Influence of salts on starch degradation: Part II – Salt classification and caramelisation

A previous study demonstrated that presence of sodium chloride enhanced colour formation and starch degradation during heat treatment of a starch based model. It was suggested that the presence of salt encouraged breakdown of the starch, at all levels of organisation, including depolymerisation of the glucose chains to generate smaller molecules, such as glucose. These then would caramelise, explaining the impact of salt on colour formation during the heat treatment of these models. This study aimed at investigating the influence of several types of salt on starch degradation and caramelisation. Native wx maize starch (100 g dry weight) was mixed with 0.030 mol of salt (NaCl, KCl, CaCl2, LiCl, MgCl2, NaI, KNO3, NaBr, KBr, Na2SO4, NaNO3, Na2CO3 or KI, moisture adjusted to 20% wet weight basis).

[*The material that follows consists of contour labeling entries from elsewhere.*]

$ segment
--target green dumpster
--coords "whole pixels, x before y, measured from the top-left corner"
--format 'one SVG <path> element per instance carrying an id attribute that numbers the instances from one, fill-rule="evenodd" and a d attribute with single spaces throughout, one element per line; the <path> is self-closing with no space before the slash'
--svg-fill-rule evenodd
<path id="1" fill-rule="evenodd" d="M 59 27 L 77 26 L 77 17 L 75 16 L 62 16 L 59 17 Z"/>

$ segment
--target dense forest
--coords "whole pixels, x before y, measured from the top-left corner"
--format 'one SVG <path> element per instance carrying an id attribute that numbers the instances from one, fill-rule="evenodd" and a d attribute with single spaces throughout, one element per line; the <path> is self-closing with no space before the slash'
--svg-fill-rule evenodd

These samples were heated at 230°C for 30 min. The presence of salts significantly enhanced colour formation and the starches' loss of crystallinity during the heat treatment (p < 0.05). NaCl, KCl, CaCl2 and MgCl2 increased significantly the colour formation via caramelisation reactions (p < 0.05). The potency of the salt depended on the salt's cations and followed the Hofmeister series. However, anion variation did not have any significant influence on starch crystallinity loss and colour development. The type of salt also affected colour formation when heated with glucose thereby indicating that the colour reaction, as well as starch changes, is influenced by the ionic environment. Presence of salt might enhance starch degradation either by a direct interaction with the starch granule, or indirectly by accelerating the caramelisation reactions which then produces acidity which helps degrade the starch granules.